OS is SL6. Is there a way to load everything needed into RAM, and use dd or similar to securely wipe the entire disk? Obviously this will result in a non-functioning box in the end, my intended result.
It seems like this should be possible.
Two more interesting additions:
Be able to ssh in, run screen, run the dd command and detach. Log in a week later once it has finished. :)
Somehow have a progress bar?
Update: I am now going with the chroot option. Currently doing:
mkdir /dev/shm/ramdisk/ && cd ramdisk && mkdir bin lib64 && cd /lib64 && cp ld-linux-x86-64.so.2 libc.so.6 libdl.so.2 libpthread.so.0 librt.so.1 libtinfo.so.5 /dev/shm/ramdisk/lib64 && cd /bin && cp bash dd /dev/shm/ramdisk/bin && cd /dev/shm/ramdisk && chroot .
Which works(!) but I still need /dev/zero and /dev/sda. Any ideas there?
Update 2012-07-20:
mkdir /dev/shm/ramdisk/ && cd /dev/shm/ramdisk && mkdir bin lib64 && cd /lib64 && cp ld-linux-x86-64.so.2 libc.so.6 libdl.so.2 libpthread.so.0 librt.so.1 libtinfo.so.5 /dev/shm/ramdisk/lib64 && cd /bin && cp bash dd /dev/shm/ramdisk/bin && mkdir /dev/shm/ramdisk/dev && cd /dev/shm/ramdisk/dev && cp -a /dev/zero . && cp -a /dev/sda . && cd .. && chroot . dd if=/dev/zero of=/dev/sda bs=1M
Which appears to be doing something, but I would like to have some sort of progress indicator if possible, as well as a way to detach and then establish a new ssh connection later.
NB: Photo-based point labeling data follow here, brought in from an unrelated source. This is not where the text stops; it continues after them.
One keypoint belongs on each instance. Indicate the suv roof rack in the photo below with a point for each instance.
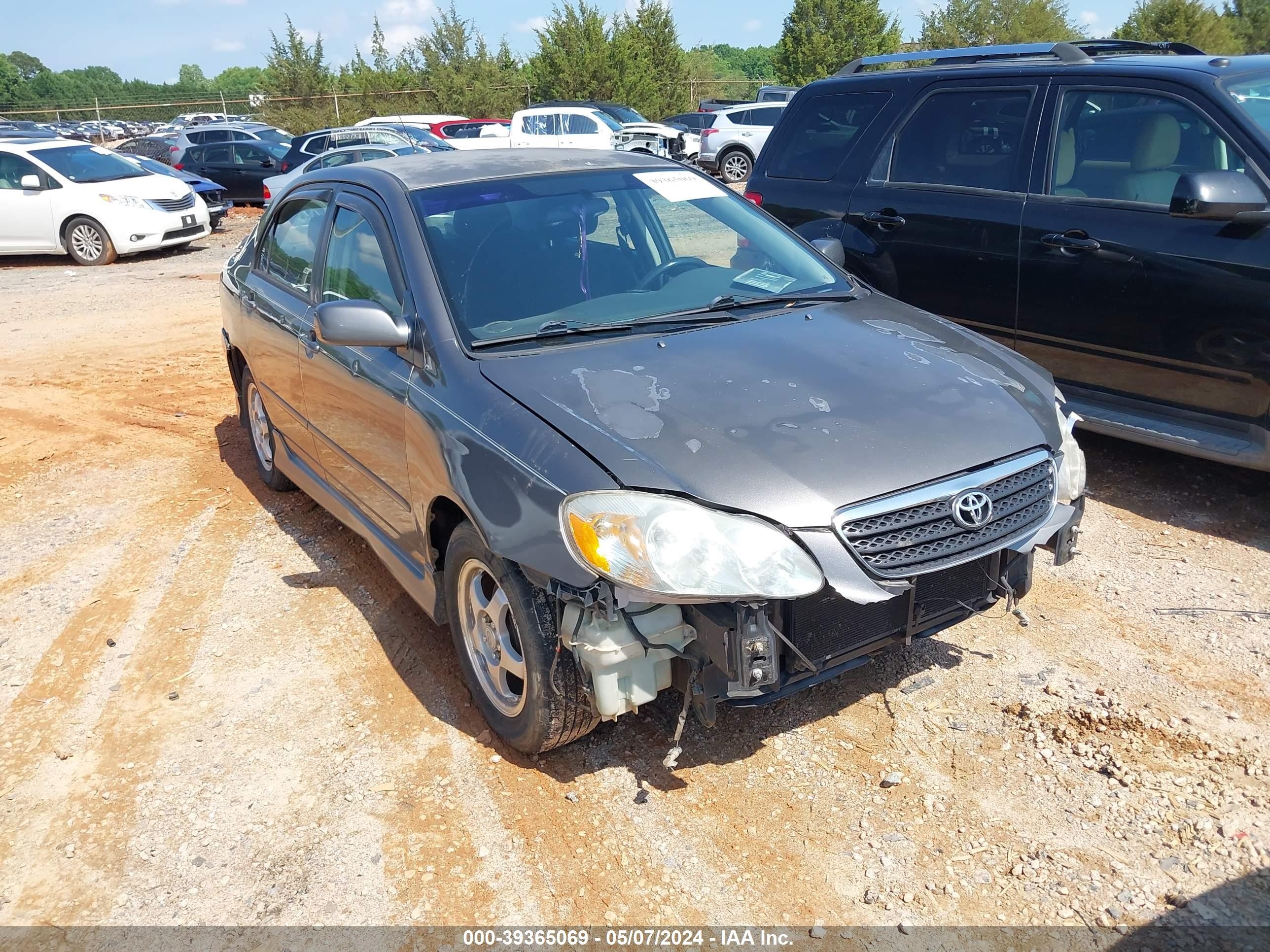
(1079, 52)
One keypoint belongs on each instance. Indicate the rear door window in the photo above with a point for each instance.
(969, 139)
(823, 133)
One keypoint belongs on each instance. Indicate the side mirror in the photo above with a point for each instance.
(1218, 196)
(832, 250)
(358, 324)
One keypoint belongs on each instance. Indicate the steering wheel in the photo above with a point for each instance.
(665, 270)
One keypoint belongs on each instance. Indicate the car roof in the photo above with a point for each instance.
(459, 167)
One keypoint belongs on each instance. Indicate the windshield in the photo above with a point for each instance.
(627, 115)
(605, 248)
(607, 120)
(85, 163)
(1254, 96)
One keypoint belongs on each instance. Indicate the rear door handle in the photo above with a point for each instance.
(892, 221)
(1071, 243)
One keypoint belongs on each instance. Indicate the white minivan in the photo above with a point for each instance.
(63, 197)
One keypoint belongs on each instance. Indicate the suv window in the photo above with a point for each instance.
(765, 117)
(292, 245)
(968, 139)
(577, 125)
(13, 168)
(826, 129)
(356, 268)
(1132, 148)
(211, 155)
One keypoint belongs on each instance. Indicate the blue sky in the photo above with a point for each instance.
(150, 38)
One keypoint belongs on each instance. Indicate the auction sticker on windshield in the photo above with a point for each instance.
(680, 186)
(768, 281)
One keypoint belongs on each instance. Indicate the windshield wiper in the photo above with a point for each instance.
(552, 329)
(720, 309)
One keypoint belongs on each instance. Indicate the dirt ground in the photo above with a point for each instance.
(217, 708)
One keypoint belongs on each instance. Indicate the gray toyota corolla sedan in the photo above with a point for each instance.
(624, 432)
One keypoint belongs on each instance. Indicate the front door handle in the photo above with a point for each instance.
(1071, 241)
(889, 221)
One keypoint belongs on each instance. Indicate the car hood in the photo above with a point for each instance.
(794, 415)
(149, 186)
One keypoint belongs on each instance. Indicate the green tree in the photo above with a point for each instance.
(1250, 19)
(823, 36)
(1185, 21)
(27, 65)
(10, 83)
(648, 65)
(573, 60)
(988, 22)
(295, 68)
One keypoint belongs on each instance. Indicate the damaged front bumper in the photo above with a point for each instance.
(755, 653)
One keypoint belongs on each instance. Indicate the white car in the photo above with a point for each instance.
(563, 127)
(736, 137)
(347, 155)
(63, 197)
(411, 118)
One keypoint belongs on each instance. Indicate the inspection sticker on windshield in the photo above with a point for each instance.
(680, 186)
(768, 281)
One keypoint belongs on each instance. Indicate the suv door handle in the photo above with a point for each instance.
(892, 221)
(1071, 241)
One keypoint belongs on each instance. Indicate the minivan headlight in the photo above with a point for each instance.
(1070, 483)
(669, 546)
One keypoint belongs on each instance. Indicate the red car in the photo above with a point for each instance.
(465, 129)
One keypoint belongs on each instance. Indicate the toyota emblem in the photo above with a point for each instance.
(972, 510)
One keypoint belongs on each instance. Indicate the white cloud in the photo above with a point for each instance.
(531, 25)
(397, 37)
(409, 9)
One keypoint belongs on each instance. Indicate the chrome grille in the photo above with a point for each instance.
(173, 205)
(914, 532)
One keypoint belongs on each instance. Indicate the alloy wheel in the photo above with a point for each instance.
(491, 636)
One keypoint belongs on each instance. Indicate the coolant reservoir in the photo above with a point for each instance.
(623, 673)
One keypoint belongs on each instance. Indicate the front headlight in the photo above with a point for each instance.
(1071, 471)
(669, 546)
(125, 201)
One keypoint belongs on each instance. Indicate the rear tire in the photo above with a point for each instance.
(263, 443)
(88, 243)
(504, 635)
(736, 167)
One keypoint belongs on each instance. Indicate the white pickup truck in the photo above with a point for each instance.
(585, 127)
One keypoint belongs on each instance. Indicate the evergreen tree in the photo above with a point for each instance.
(989, 22)
(1250, 19)
(823, 36)
(1184, 21)
(573, 60)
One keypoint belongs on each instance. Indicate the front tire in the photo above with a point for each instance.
(88, 243)
(736, 167)
(263, 443)
(504, 634)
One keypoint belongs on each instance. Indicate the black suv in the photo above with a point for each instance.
(1100, 206)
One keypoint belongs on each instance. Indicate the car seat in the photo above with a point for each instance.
(1160, 137)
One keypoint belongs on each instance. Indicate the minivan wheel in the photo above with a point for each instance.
(504, 634)
(736, 167)
(88, 243)
(263, 446)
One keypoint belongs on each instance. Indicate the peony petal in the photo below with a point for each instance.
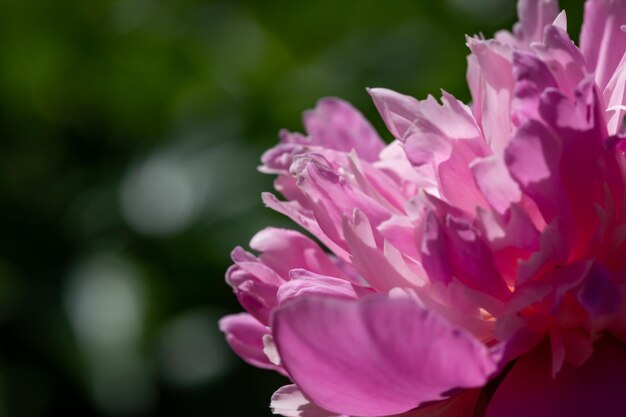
(495, 182)
(289, 401)
(601, 40)
(283, 250)
(335, 124)
(305, 283)
(381, 266)
(591, 390)
(495, 63)
(245, 335)
(397, 110)
(303, 217)
(375, 357)
(534, 16)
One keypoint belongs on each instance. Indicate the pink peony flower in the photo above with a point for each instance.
(476, 266)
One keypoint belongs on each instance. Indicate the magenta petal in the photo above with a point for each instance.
(289, 401)
(375, 357)
(591, 390)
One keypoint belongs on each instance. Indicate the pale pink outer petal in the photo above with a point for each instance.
(303, 283)
(494, 62)
(289, 401)
(283, 250)
(614, 96)
(594, 389)
(335, 124)
(495, 182)
(245, 335)
(601, 40)
(399, 111)
(377, 356)
(382, 266)
(303, 217)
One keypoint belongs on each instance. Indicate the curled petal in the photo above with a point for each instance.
(386, 355)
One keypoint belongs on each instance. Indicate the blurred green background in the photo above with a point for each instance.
(130, 135)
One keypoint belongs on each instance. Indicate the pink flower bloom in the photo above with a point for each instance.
(476, 266)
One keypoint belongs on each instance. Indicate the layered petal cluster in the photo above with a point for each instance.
(476, 265)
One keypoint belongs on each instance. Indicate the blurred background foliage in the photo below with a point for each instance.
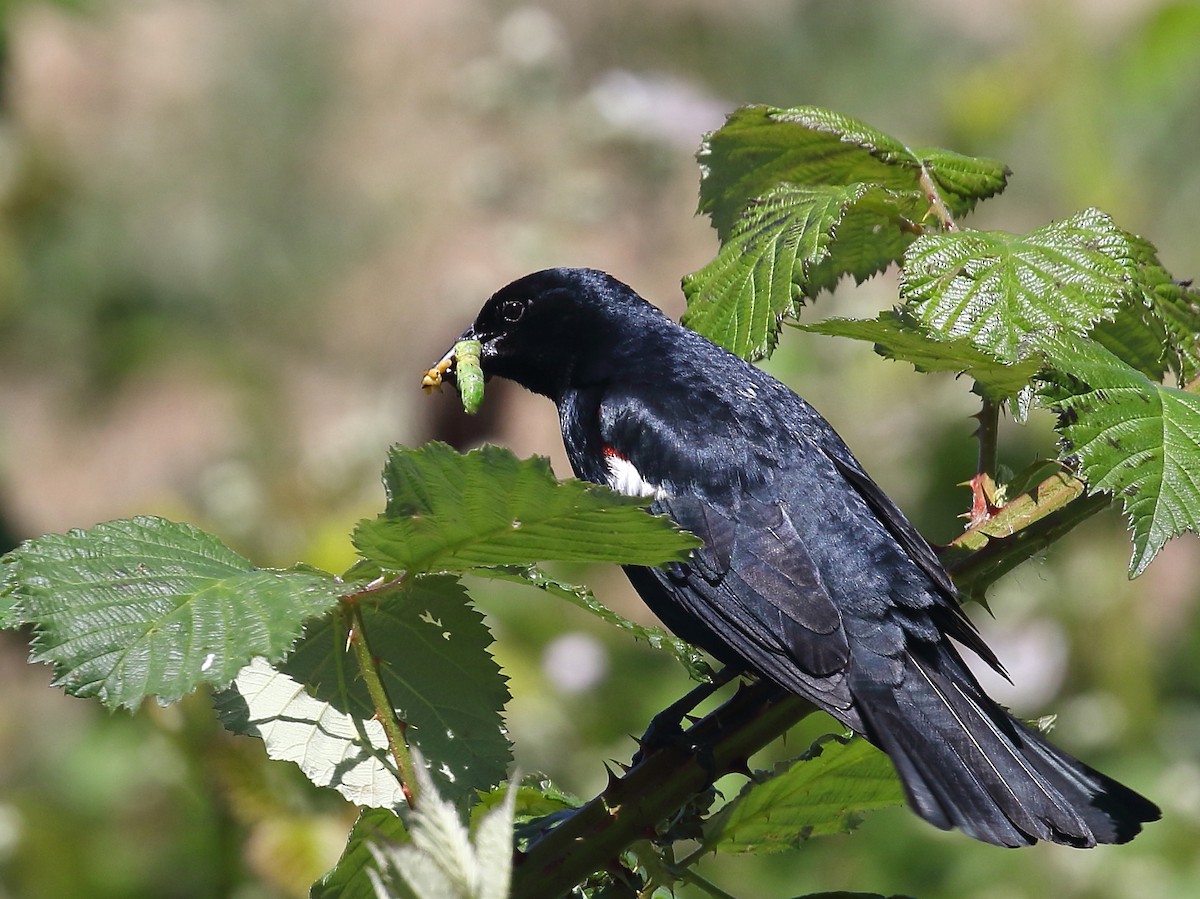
(232, 237)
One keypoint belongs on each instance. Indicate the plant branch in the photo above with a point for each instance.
(1021, 528)
(384, 709)
(631, 805)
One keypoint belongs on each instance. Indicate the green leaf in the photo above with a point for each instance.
(442, 859)
(784, 249)
(688, 655)
(760, 148)
(1132, 437)
(1174, 307)
(1006, 292)
(351, 877)
(147, 606)
(900, 336)
(823, 792)
(432, 649)
(454, 511)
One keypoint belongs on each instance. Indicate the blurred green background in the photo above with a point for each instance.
(233, 235)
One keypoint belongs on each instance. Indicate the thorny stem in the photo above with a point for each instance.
(935, 201)
(631, 805)
(384, 711)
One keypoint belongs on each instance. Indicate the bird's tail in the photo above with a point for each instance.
(965, 762)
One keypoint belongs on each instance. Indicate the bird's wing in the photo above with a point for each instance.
(754, 585)
(952, 618)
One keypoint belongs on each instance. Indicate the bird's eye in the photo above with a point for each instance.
(511, 310)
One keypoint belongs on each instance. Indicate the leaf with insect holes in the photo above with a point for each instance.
(1006, 292)
(450, 511)
(151, 607)
(761, 148)
(351, 877)
(432, 648)
(445, 859)
(789, 245)
(330, 747)
(900, 336)
(1132, 437)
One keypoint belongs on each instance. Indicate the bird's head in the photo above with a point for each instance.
(558, 329)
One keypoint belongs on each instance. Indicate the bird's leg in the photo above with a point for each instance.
(666, 726)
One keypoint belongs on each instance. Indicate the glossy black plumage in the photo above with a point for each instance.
(809, 574)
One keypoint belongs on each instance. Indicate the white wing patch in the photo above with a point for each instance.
(624, 478)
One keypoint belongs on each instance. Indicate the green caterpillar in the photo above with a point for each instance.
(467, 373)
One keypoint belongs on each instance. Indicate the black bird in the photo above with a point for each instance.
(809, 574)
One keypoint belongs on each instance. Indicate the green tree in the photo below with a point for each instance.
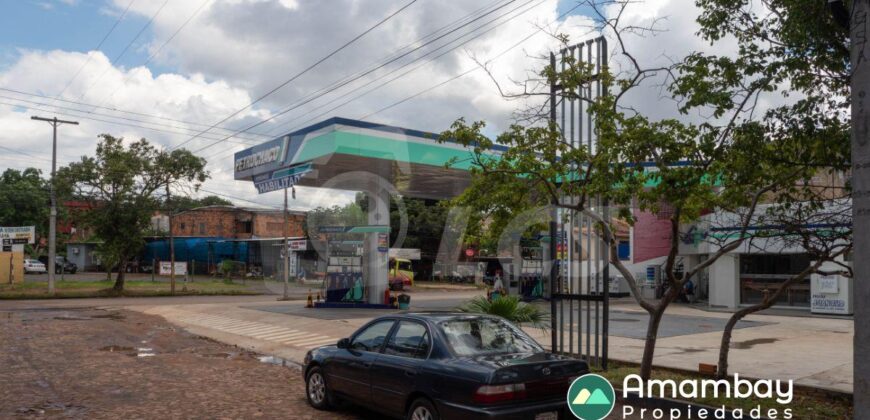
(24, 201)
(123, 184)
(739, 158)
(510, 308)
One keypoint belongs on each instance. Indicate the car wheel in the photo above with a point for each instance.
(422, 409)
(317, 391)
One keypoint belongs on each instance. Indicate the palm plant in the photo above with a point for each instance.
(509, 308)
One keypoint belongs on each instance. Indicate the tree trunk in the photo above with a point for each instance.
(649, 348)
(725, 345)
(119, 279)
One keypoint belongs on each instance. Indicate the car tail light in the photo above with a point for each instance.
(488, 394)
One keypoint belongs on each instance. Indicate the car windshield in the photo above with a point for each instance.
(480, 336)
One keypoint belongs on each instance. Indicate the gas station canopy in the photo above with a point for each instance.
(414, 162)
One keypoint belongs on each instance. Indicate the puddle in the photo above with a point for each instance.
(114, 316)
(118, 349)
(272, 360)
(218, 355)
(748, 344)
(145, 352)
(71, 318)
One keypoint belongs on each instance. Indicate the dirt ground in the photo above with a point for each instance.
(88, 363)
(109, 364)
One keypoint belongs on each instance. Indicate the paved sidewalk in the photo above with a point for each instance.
(95, 364)
(814, 352)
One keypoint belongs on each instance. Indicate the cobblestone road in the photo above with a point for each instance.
(87, 363)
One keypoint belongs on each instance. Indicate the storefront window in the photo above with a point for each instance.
(763, 274)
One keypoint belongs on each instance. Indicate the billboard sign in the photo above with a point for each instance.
(27, 233)
(405, 253)
(266, 157)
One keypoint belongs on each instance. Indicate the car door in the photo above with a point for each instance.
(398, 370)
(350, 370)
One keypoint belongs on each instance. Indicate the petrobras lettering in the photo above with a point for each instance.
(276, 184)
(260, 158)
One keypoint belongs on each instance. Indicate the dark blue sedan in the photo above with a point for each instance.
(428, 366)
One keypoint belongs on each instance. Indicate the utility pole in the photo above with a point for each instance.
(171, 243)
(52, 221)
(860, 60)
(286, 250)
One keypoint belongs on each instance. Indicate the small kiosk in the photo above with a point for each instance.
(378, 160)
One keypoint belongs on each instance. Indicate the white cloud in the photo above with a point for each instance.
(237, 50)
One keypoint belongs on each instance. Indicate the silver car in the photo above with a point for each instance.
(33, 266)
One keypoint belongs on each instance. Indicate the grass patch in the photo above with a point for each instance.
(807, 403)
(84, 289)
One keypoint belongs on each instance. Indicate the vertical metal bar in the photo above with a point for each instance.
(569, 243)
(552, 222)
(589, 221)
(605, 330)
(561, 302)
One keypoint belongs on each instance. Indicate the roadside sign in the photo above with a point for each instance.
(27, 233)
(354, 229)
(166, 267)
(383, 244)
(281, 178)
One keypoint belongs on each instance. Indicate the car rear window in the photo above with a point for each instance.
(479, 336)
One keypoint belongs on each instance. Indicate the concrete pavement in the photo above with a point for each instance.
(815, 352)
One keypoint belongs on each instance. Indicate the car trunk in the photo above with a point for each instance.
(545, 375)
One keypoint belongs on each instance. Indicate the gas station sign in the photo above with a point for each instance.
(27, 234)
(280, 179)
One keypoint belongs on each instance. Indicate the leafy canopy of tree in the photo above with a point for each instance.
(24, 200)
(178, 203)
(122, 183)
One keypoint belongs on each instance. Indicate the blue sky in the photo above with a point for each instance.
(70, 26)
(79, 25)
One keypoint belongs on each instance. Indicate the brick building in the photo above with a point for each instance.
(236, 223)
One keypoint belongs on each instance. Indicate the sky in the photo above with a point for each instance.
(166, 70)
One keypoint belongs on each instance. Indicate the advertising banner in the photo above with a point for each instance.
(27, 233)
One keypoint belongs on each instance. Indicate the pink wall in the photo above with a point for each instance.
(652, 237)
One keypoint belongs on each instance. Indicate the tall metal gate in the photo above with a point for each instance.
(580, 279)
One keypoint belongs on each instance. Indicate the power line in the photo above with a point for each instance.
(97, 48)
(86, 116)
(417, 67)
(87, 113)
(389, 59)
(108, 108)
(286, 110)
(124, 51)
(160, 48)
(297, 75)
(469, 70)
Create an image in a ramdisk containing whatever tools you require to nuke the system, then pivot_root
into it, run the tool, away you go. Pivoting out of a full system isn't trivial, but it can be done if you know what you're doing.
i've done it few times executing
dd if=/dev/zero of=/dev/sda
no additional preparations. it worked. system was running fine for days after dd finished [responding to pings, forwarding packets].